Signed-off-by: Hannes Frederic Sowa <hannes@stressinduktion.org>
---
v2:
* checked that CONFIG_UNIX=m still works, added necessary EXPORT_SYMBOL_GPLss
(thanks, Eric!)
fs/splice.c | 1 +
net/core/skbuff.c | 1 +
net/unix/af_unix.c | 141 +++++++++++++++++++++++++++++++++++++++++++++--------
3 files changed, 122 insertions(+), 21 deletions(-)

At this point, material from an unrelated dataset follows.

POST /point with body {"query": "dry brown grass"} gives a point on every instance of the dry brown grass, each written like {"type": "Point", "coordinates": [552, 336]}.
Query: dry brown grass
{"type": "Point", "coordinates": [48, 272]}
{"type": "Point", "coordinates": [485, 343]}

diff --git a/fs/splice.c b/fs/splice.c
index bfe62ae..4f355a1 100644
--- a/fs/splice.c
+++ b/fs/splice.c
@@ -261,6 +261,7 @@ ssize_t splice_to_pipe(struct pipe_inode_info *pipe,
return ret;
}
+EXPORT_SYMBOL_GPL(splice_to_pipe);
void spd_release_page(struct splice_pipe_desc *spd, unsigned int i)
{
diff --git a/net/core/skbuff.c b/net/core/skbuff.c
index 02769fa..9bac0e6 100644
--- a/net/core/skbuff.c
+++ b/net/core/skbuff.c
@@ -1942,6 +1942,7 @@ done:
return ret;
}
+EXPORT_SYMBOL_GPL(skb_splice_bits);
/**
* skb_store_bits - store bits from kernel buffer to skb
diff --git a/net/unix/af_unix.c b/net/unix/af_unix.c
index 7762c0b..d75deeb 100644
--- a/net/unix/af_unix.c
+++ b/net/unix/af_unix.c
@@ -520,6 +520,9 @@ static int unix_stream_sendmsg(struct socket *, struct msghdr *, size_t);
static int unix_stream_recvmsg(struct socket *, struct msghdr *, size_t, int);
static ssize_t unix_stream_sendpage(struct socket *, struct page *, int offset,
size_t size, int flags);
+static ssize_t unix_stream_splice_read(struct socket *, loff_t *ppos,
+ struct pipe_inode_info *, size_t size,
+ unsigned int flags);
static int unix_dgram_sendmsg(struct socket *, struct msghdr *, size_t);
static int unix_dgram_recvmsg(struct socket *, struct msghdr *, size_t, int);
static int unix_dgram_connect(struct socket *, struct sockaddr *,
@@ -561,6 +564,7 @@ static const struct proto_ops unix_stream_ops = {
.recvmsg = unix_stream_recvmsg,
.mmap = sock_no_mmap,
.sendpage = unix_stream_sendpage,
+ .splice_read = unix_stream_splice_read,
.set_peek_off = unix_set_peek_off,
};
@@ -1957,8 +1961,9 @@ out:
* Sleep until more data has arrived. But check for races..
*/
static long unix_stream_data_wait(struct sock *sk, long timeo,
- struct sk_buff *last)
+ struct sk_buff *last, unsigned int last_len)
{
+ struct sk_buff *tail;
DEFINE_WAIT(wait);
unix_state_lock(sk);
@@ -1966,7 +1971,9 @@ static long unix_stream_data_wait(struct sock *sk, long timeo,
for (;;) {
prepare_to_wait(sk_sleep(sk), &wait, TASK_INTERRUPTIBLE);
- if (skb_peek_tail(&sk->sk_receive_queue) != last ||
+ tail = skb_peek_tail(&sk->sk_receive_queue);
+ if (tail != last ||
+ (tail && tail->len != last_len) ||
sk->sk_err ||
(sk->sk_shutdown & RCV_SHUTDOWN) ||
signal_pending(current) ||
@@ -1990,38 +1997,51 @@ static unsigned int unix_skb_len(const struct sk_buff *skb)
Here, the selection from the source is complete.